Berlin ist eine Stadt, in der Menschen vorübergehend bleiben, und die Israelis, die dorthin gehen, ähneln vom Profil her eher Amerikanern, Briten und Franzosen. Diejenigen, die wirklich erfolgreich sind, das sind die, die in Berufsfeldern arbeiten, die vielleicht nicht so öffentlichkeitswirksam sind wie Kunst im Allgemeinen. Das sind nämlich Berater, Ingenieure, Ärzte und hochkarätige Wissenschaftler.
Ihre Mitarbeiterin, die Fotografin Katja Harbi, hat zudem Auswanderer-Familien fotografiert und sie haben Fotos als Teil der Forschung integriert. Wem sind Sie dabei begegnet?
Wir waren bei Familien, bei denen beide Elternteile Israelis sind und Kinder haben. Wir trafen deutsch-israelische Paare oder Lebensgemeinschaften, bei denen ein Israeli mit einem anderen ausländischen Partner oder einer Partnerin lebt. Es ist eine komplett bunte Mischung.
Wie hat sich das Deutschlandbild von Israelis, die hier schon länger leben, verändert?

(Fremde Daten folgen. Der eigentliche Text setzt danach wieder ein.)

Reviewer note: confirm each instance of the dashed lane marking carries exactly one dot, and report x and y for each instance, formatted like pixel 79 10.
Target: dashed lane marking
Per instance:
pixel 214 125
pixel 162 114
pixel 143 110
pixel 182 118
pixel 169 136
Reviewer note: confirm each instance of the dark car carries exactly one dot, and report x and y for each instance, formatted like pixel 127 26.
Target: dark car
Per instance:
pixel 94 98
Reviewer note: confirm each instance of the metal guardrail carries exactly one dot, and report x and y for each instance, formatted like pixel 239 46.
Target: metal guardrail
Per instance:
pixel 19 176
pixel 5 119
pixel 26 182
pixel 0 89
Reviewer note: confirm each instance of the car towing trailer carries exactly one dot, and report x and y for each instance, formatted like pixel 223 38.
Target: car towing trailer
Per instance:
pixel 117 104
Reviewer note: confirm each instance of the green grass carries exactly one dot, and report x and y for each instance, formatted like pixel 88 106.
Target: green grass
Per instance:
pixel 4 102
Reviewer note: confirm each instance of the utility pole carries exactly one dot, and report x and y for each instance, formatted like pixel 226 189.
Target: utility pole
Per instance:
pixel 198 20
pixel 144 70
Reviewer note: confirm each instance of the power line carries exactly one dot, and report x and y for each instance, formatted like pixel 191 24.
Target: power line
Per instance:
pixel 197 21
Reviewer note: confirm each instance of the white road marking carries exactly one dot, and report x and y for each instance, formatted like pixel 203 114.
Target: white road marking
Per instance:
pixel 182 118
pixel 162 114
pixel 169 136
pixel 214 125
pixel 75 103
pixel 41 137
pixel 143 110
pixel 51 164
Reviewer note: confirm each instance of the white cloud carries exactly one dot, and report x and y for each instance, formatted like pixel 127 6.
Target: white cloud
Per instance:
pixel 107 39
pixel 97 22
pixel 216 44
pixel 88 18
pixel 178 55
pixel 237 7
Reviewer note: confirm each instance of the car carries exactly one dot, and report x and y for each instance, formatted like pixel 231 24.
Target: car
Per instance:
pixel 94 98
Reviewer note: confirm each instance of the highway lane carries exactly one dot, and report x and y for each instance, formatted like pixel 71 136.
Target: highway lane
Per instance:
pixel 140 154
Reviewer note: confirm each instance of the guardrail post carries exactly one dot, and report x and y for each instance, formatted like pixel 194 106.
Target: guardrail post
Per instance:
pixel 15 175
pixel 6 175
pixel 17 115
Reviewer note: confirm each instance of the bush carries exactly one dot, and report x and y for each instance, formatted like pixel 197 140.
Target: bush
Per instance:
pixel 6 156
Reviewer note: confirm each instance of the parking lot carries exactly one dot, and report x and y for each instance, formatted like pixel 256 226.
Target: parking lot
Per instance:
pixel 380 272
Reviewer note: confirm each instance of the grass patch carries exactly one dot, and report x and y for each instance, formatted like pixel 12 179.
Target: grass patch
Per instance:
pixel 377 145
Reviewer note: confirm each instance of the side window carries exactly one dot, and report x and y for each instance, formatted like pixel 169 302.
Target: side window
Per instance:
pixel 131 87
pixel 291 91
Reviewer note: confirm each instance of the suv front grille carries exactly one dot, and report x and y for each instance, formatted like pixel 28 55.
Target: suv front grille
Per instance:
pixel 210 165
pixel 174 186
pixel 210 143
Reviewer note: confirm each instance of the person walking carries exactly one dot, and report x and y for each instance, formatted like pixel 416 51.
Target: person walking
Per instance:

Es kommt sehr auf die Lebensumstände an, ob bei einem Paar beide Israelis sind oder nur einer. Waren beide Partner Israelis, waren sie in der Schule oder im Kindergarten mit der Mehrheitsgesellschaft konfrontiert, die man vorher so nicht kannte. Insbesondere der Geschichtsunterricht wurde als problematisch empfunden. In einer staatlichen Schule in Deutschland lernt man den deutschen Mehrheitsdiskurs. Ein anderer Punkt ist der Versuch, das Hebräische zu tradieren. Und letztendlich ist es auch eine Schicksalsgemeinschaft, was dann aber wiederum typisch ist für Migranten im Allgemeinen.
Haben Sie Tipps für israelische Auswanderer, die vorhaben, nach Deutschland zu kommen?
Sie sollten sich ernsthaft informieren, sollten sich die Fakten ansehen und sich nicht von Facebook-Posts oder vom Hörensagen leiten lassen. Auf jeden Fall müssen sie Deutsch lernen.
Mit der Anthropologin sprach Katrin Richter.
Dr. Dani Kranz ist Senior Researcher und Leiterin des Forschungsprojekts »Israelische Migration nach Deutschland seit 1990« an der Bergischen Universität Wuppertal.